On August 13 2024, at approximately 10:30 am ET, Duo's Site Reliability Engineering Team received an alert indicating that users on DUO1 were experiencing latency issues. The team identified the root cause as a large and distributed burst of authentication traffic.
Duo resolved the issue by 12:12pm ET.
2024-08-13 10:30am Duo Site Reliability Engineering (SRE) Team receives initial alert regarding DUO1. Engineers begin to investigate the customer impact.
2024-08-13 10:49am Duo SRE Team identifies a large and distributed burst of authentication traffic from a handful of users impacting Duo’s capacity to process authentications.
2024-08-13 11:04am Status page is updated to investigating.
2024-08-13 11:09am Duo SRE Team starts working on multiple solutions to address the degradation, including scaling the infrastructure and mitigating the burst of traffic.
2024-08-13 11:29am Duo SRE Team completes scaling DUO1.
2024-08-13 11:40am Duo SRE Team stops the surge of traffic.
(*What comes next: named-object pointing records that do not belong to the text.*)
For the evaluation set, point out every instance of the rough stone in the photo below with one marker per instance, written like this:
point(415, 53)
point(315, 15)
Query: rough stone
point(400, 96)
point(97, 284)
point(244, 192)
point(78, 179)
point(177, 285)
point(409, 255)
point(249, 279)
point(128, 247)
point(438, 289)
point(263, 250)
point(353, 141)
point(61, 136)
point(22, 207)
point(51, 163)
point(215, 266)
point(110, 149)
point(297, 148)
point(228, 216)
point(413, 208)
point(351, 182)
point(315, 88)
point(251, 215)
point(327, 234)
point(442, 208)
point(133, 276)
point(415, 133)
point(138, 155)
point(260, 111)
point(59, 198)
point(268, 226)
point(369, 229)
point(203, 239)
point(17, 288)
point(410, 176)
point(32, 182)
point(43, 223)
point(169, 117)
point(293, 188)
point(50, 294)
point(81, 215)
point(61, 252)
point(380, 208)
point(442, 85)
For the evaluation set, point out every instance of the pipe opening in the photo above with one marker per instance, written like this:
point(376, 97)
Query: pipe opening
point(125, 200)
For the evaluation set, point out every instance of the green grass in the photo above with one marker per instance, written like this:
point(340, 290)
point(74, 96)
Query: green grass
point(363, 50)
Duo SRE begins to monitor systems for recovery.
2024-08-13 12:12pm Incident status updated to resolve after recovery was verified.
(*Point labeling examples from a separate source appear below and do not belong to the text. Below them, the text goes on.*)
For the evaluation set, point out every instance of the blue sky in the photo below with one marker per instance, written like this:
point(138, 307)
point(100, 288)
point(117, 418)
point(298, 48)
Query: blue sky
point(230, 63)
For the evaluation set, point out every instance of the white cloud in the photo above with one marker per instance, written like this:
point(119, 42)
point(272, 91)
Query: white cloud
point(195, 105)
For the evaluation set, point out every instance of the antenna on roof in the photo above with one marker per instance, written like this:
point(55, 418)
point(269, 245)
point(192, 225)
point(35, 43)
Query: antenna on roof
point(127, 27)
Duo Engineering determined that the root cause was a substantial surge in authentication traffic, which impacted Duo's ability to process authentications efficiently. This led to increased latency, triggering our automated back pressure systems to reject requests exceeding a certain threshold to maintain system functionality. As a result, we were able to continue processing the majority of authentications and limit impact to a small percentage of our total user base on this deployment.
Duo's Site Reliability Engineering (SRE) team conducts capacity planning for deployments based on historical data and expected utilization, ensuring there is sufficient headroom for increased authentication traffic. However, the recent traffic surge exceeded these margins and required manual intervention. The team implemented two solutions: vertically scaling DUO1 to create additional headroom and reduce pressure, and identifying and blocking the traffic sources. These actions successfully reduced the load on DUO1 and resolved the latency issues.
During the incident retrospective, the Duo SRE team identified several solutions to prevent similar issues in the future. The solutions include, migrating customers with higher authentication volumes to separate deployments, further optimizations and automation in our scaling of deployments to improve their ability to handle large bursts of traffic, and automating surging authentication traffic mitigation processes.